Die Organisatoren der Konferenz hatten den Teilnehmern Kontakte zu den Referenten versprochen sowie ein kostenloses Mittagsbuffet. Ob sie tatsächlich in den Genuss eines Buffets kamen, ist unklar. Der Ort der Veranstaltung war lange geheimgehalten worden. Zunächst war sie in London geplant. Als die Identitären offenbar ­Panik bekamen, wichen sie kurzfristig auf das Stag Theatre in Sevenoaks südöstlich von London aus. Antifaschisten fanden das jedoch schnell heraus, so dass die Veranstalter nach einigen Stunden weiterziehen mussten. Als rund 30 Identitäre sich daraufhin in einem Pub in Sevenoaks versammelten, die Antifaschisten machten den Inhaber des Pubs per Twitter auf seine rechtsextremen Gäste aufmerksam, der diese des Lokals verwies.

Nach der mehr oder weniger gescheiterten Versammlung am Samstag versuchte GI es einen Tag später erneut. Am Sonntagmorgen versammelten sich an die 30 Identitäre an der Speaker’s Corner im Hyde Park in London, weil Vertreterinnen der von den Identitären initiierten Kampagne »120 dB« dort reden wollten. Es ist ein Ort, an dem Bürgerinnen und Bürger traditionell öffentliche Reden halten können. Auch Sellner hätte dort Anfang März sprechen wollen, wäre ihm nicht die Einreise verweigert worden. Am Sonntag wurden die Identitären nach ungefähr einer halben Stunde von Antifaschisten unterbrochen, die eine Gegenveranstaltung organisiert hatten, und mussten unter Polizeischutz aus dem Park eskortiert werden. Zunächst fanden sie Zuflucht im nahegelegenen Pub »Duke of York«, bekamen jedoch nach anhaltenden Protesten von Antifaschisten kein Bier mehr ausgeschenkt. Eine Polizeieskorte begleitete die Rechten daraufhin zur nächsten U-Bahnstation.
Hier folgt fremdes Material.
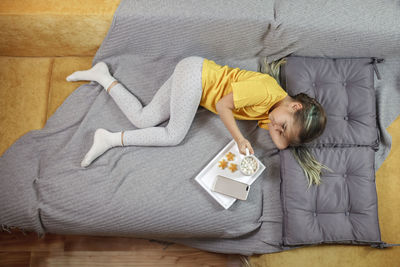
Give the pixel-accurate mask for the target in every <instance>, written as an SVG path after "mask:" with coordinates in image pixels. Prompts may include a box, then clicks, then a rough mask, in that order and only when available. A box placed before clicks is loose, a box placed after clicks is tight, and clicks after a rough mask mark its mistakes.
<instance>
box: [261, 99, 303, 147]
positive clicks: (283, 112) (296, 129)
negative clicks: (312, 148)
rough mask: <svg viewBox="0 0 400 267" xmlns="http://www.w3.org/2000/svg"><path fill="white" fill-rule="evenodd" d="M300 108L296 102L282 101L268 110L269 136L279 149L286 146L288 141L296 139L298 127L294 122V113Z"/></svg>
mask: <svg viewBox="0 0 400 267" xmlns="http://www.w3.org/2000/svg"><path fill="white" fill-rule="evenodd" d="M300 108H302V105H301V104H300V103H298V102H291V103H282V104H281V105H279V106H277V107H276V108H274V109H273V110H272V111H271V112H269V115H268V116H269V119H270V121H271V123H270V124H268V129H269V132H270V134H271V138H272V140H273V141H274V143H275V144H276V145H277V146H278V148H279V149H284V148H286V147H287V146H288V145H289V143H290V141H291V140H293V139H296V137H297V136H298V132H299V129H298V127H297V125H296V124H295V120H294V113H295V112H296V111H297V110H298V109H300Z"/></svg>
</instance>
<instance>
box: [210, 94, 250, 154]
mask: <svg viewBox="0 0 400 267" xmlns="http://www.w3.org/2000/svg"><path fill="white" fill-rule="evenodd" d="M234 108H235V106H234V103H233V94H232V92H231V93H229V94H227V95H226V96H224V97H222V98H221V99H220V100H219V101H218V103H217V104H216V110H217V112H218V114H219V116H220V117H221V120H222V122H223V123H224V124H225V127H226V128H227V129H228V131H229V132H230V133H231V135H232V137H233V139H235V141H236V143H237V144H238V147H239V151H240V152H241V153H242V154H246V152H245V151H246V150H245V149H246V147H247V148H248V149H249V152H250V154H254V150H253V148H252V147H251V144H250V142H249V141H248V140H247V139H245V138H244V137H243V135H242V133H241V132H240V130H239V127H238V126H237V124H236V121H235V118H234V116H233V114H232V110H233V109H234Z"/></svg>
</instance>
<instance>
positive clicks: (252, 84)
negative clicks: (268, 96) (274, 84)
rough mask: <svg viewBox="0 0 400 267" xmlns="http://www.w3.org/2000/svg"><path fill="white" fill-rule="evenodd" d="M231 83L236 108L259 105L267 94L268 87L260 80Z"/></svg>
mask: <svg viewBox="0 0 400 267" xmlns="http://www.w3.org/2000/svg"><path fill="white" fill-rule="evenodd" d="M231 85H232V92H233V103H234V106H235V108H236V109H239V108H243V107H247V106H254V105H259V104H261V103H263V102H264V101H265V98H266V96H267V92H266V88H265V86H264V85H263V84H262V81H260V80H258V81H257V80H253V81H251V80H245V81H239V82H233V83H231Z"/></svg>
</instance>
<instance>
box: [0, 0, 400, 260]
mask: <svg viewBox="0 0 400 267" xmlns="http://www.w3.org/2000/svg"><path fill="white" fill-rule="evenodd" d="M118 5H119V0H85V1H80V0H69V1H54V0H1V1H0V28H1V31H0V84H1V87H0V155H1V154H3V153H4V151H5V150H6V149H7V148H8V147H9V146H10V145H12V143H14V142H15V141H16V140H17V139H18V138H19V137H21V136H22V135H23V134H25V133H27V132H28V131H30V130H34V129H40V128H42V127H43V126H44V125H45V122H46V120H47V119H48V118H49V117H50V116H51V115H52V114H53V113H54V112H55V111H56V110H57V108H58V107H59V106H60V105H61V104H62V102H63V101H64V100H65V99H66V98H67V97H68V95H69V94H70V93H71V92H72V91H73V90H75V89H76V88H77V87H78V86H79V85H81V84H84V83H86V82H75V83H69V82H67V81H66V80H65V78H66V77H67V76H68V75H69V74H71V73H72V72H74V71H76V70H81V69H88V68H90V66H91V63H92V60H93V57H94V55H95V52H96V51H97V49H98V48H99V47H100V44H101V43H102V41H103V39H104V37H105V36H106V34H107V31H108V29H109V27H110V25H111V21H112V18H113V14H114V12H115V11H116V8H117V7H118ZM389 132H390V134H391V135H392V138H393V145H392V150H391V152H390V154H389V157H388V158H387V159H386V161H385V162H384V163H383V165H382V167H381V168H380V169H379V170H378V172H377V177H376V183H377V191H378V212H379V217H380V223H381V225H380V226H381V232H382V239H383V240H384V241H386V242H389V243H390V242H392V243H393V242H399V241H400V228H399V227H398V225H397V224H398V222H399V221H400V218H399V216H400V213H399V210H400V194H399V192H400V179H398V176H399V173H400V164H399V160H398V159H399V158H400V117H399V118H397V120H396V121H395V122H394V123H393V124H392V125H391V126H390V127H389ZM399 255H400V247H394V248H389V249H385V250H378V249H373V248H369V247H360V246H343V245H331V246H328V245H323V246H315V247H308V248H301V249H296V250H291V251H287V252H282V253H274V254H266V255H262V256H254V257H251V263H253V264H254V265H255V266H269V267H275V266H276V267H277V266H279V267H282V266H285V267H288V266H296V267H301V266H338V265H340V266H355V267H356V266H399V262H400V258H399Z"/></svg>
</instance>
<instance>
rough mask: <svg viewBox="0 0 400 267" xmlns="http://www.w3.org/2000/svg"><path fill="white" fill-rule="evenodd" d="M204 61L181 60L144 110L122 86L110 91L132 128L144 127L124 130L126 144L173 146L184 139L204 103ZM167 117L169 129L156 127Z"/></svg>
mask: <svg viewBox="0 0 400 267" xmlns="http://www.w3.org/2000/svg"><path fill="white" fill-rule="evenodd" d="M203 61H204V58H202V57H197V56H191V57H186V58H184V59H182V60H181V61H179V62H178V64H177V65H176V67H175V70H174V72H173V74H172V75H171V76H170V77H169V78H168V80H167V81H166V82H165V83H164V84H163V85H162V86H161V88H160V89H159V90H158V91H157V92H156V94H155V95H154V97H153V99H152V100H151V102H150V103H148V105H146V106H145V107H143V106H142V104H141V103H140V102H139V100H138V99H137V98H136V97H135V96H134V95H132V94H131V93H130V92H129V91H128V90H127V89H126V88H125V87H124V86H123V85H122V84H120V83H118V84H117V85H115V86H113V87H112V88H111V90H110V92H109V94H110V95H111V97H112V98H113V99H114V101H115V102H116V103H117V105H118V106H119V108H120V109H121V110H122V112H123V113H124V114H125V116H126V117H127V118H128V119H129V120H130V122H132V124H133V125H135V126H136V127H138V128H141V129H137V130H130V131H124V132H123V133H122V136H123V138H122V140H123V144H124V145H137V146H173V145H177V144H179V143H180V142H181V141H182V140H183V139H184V137H185V136H186V134H187V132H188V131H189V128H190V125H191V124H192V122H193V119H194V116H195V114H196V111H197V109H198V107H199V103H200V100H201V95H202V83H201V78H202V77H201V72H202V68H203ZM168 118H169V123H168V125H167V126H166V127H154V126H155V125H158V124H159V123H161V122H163V121H165V120H167V119H168Z"/></svg>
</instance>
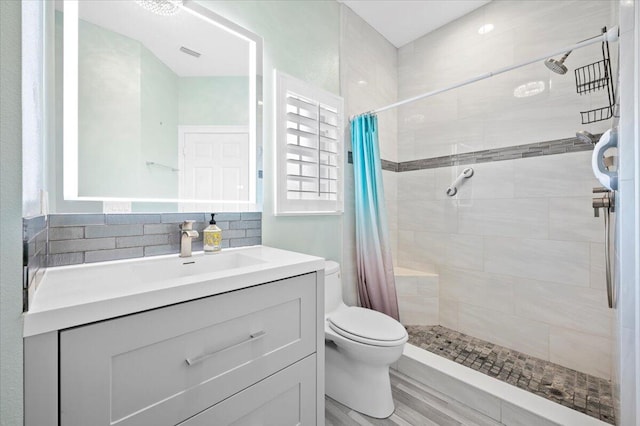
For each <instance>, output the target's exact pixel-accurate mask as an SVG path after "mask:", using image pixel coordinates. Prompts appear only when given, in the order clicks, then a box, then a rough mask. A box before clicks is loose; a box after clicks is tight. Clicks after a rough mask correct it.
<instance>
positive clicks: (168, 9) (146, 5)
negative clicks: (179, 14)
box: [136, 0, 182, 16]
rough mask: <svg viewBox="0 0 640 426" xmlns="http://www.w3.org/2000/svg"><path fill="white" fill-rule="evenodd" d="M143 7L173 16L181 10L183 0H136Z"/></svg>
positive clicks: (145, 8) (152, 11)
mask: <svg viewBox="0 0 640 426" xmlns="http://www.w3.org/2000/svg"><path fill="white" fill-rule="evenodd" d="M136 3H138V4H139V5H140V6H142V7H143V8H145V9H147V10H148V11H150V12H153V13H155V14H158V15H162V16H171V15H175V14H176V13H178V12H180V7H181V6H182V0H136Z"/></svg>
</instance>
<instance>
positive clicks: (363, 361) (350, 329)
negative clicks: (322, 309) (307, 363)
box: [324, 261, 408, 418]
mask: <svg viewBox="0 0 640 426" xmlns="http://www.w3.org/2000/svg"><path fill="white" fill-rule="evenodd" d="M324 335H325V393H326V394H327V395H328V396H329V397H330V398H333V399H335V400H336V401H338V402H340V403H341V404H343V405H345V406H347V407H349V408H351V409H353V410H355V411H358V412H360V413H363V414H366V415H368V416H371V417H376V418H387V417H389V416H390V415H391V414H392V413H393V410H394V405H393V398H392V396H391V381H390V379H389V366H390V365H391V364H392V363H394V362H396V361H397V360H398V359H399V358H400V356H401V355H402V350H403V348H404V344H405V343H406V341H407V339H408V335H407V331H406V330H405V328H404V327H403V326H402V324H400V323H399V322H398V321H396V320H395V319H393V318H391V317H389V316H387V315H385V314H382V313H380V312H376V311H373V310H370V309H364V308H358V307H349V306H347V305H345V304H344V302H343V300H342V282H341V279H340V266H339V265H338V264H337V263H336V262H332V261H327V262H326V264H325V327H324Z"/></svg>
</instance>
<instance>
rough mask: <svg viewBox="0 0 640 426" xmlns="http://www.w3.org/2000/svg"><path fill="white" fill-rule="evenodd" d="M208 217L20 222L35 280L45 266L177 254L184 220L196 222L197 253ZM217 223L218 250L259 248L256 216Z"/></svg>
mask: <svg viewBox="0 0 640 426" xmlns="http://www.w3.org/2000/svg"><path fill="white" fill-rule="evenodd" d="M210 219H211V216H210V214H209V213H163V214H147V213H144V214H141V213H132V214H54V215H49V217H48V220H47V217H45V216H40V217H37V218H32V219H24V237H25V258H29V259H30V265H31V267H32V270H33V271H32V274H31V275H32V276H35V273H36V272H37V270H38V268H40V267H45V266H63V265H74V264H79V263H90V262H102V261H108V260H117V259H127V258H135V257H143V256H156V255H162V254H172V253H179V252H180V228H179V224H180V223H181V222H182V221H184V220H196V223H194V225H193V227H194V229H195V230H197V231H198V232H199V234H200V235H199V236H198V238H196V239H194V240H193V242H192V249H193V250H194V251H199V250H202V230H203V229H204V228H205V227H206V226H208V225H209V220H210ZM216 222H217V225H218V226H219V227H220V229H222V231H223V233H222V238H223V241H222V247H223V248H228V247H243V246H248V245H256V244H261V241H262V238H261V237H262V230H261V226H262V213H261V212H246V213H217V214H216ZM27 237H30V239H29V240H27V239H26V238H27ZM36 237H38V238H39V239H36ZM38 244H39V245H38ZM25 274H27V272H25Z"/></svg>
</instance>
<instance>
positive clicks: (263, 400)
mask: <svg viewBox="0 0 640 426" xmlns="http://www.w3.org/2000/svg"><path fill="white" fill-rule="evenodd" d="M315 369H316V357H315V355H311V356H308V357H307V358H305V359H303V360H302V361H299V362H297V363H296V364H294V365H292V366H290V367H287V368H285V369H284V370H282V371H280V372H278V373H276V374H274V375H273V376H270V377H268V378H266V379H264V380H262V381H261V382H259V383H257V384H255V385H253V386H251V387H250V388H248V389H245V390H243V391H242V392H240V393H237V394H235V395H233V396H232V397H230V398H228V399H225V400H224V401H222V402H220V403H219V404H217V405H215V406H213V407H211V408H209V409H208V410H205V411H203V412H202V413H200V414H198V415H196V416H194V417H192V418H190V419H189V420H187V421H185V422H183V423H180V426H214V425H215V426H223V425H234V426H245V425H246V426H295V425H313V424H314V422H315V416H316V410H315V399H316V389H315V384H316V380H315Z"/></svg>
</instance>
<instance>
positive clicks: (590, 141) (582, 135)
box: [576, 130, 597, 145]
mask: <svg viewBox="0 0 640 426" xmlns="http://www.w3.org/2000/svg"><path fill="white" fill-rule="evenodd" d="M576 137H577V138H578V139H580V141H582V142H585V143H592V144H594V145H595V143H596V142H597V141H596V137H595V136H593V134H591V133H589V132H587V131H586V130H578V131H577V132H576Z"/></svg>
Trotz aller Fehlschläge wurde deutlich, wie die alte Rechte in Großbritannien sich in neuem Gewand zeigt. Nicht nur sind viele GI-Mitglieder Überläufer aus anderen rechten Gruppen, GI pflegt auch enge Beziehungen zu einigen der bekanntesten Persönlichkeiten der britischen und internatio­nalen Rechten, wie etwa Stephen Yaxley-Lennon, besser bekannt als Tommy ­Robinson, der Gründer und ehemalige Anführer der English Defence League. 2017 nahm er Videos für die rechte Webseite Rebel Media auf. Zu deren Dunstkreis gehören auch Lauren Southern, eine rechte kanadische Youtuberin, sowie Brittany Pettibone, eine US-amerikanische Youtuberin der Alt-Right-Bewegung und die Freundin von Sellner. Auch ihr wurde am Freitag die Einreise nach Großbritannien ­verweigert.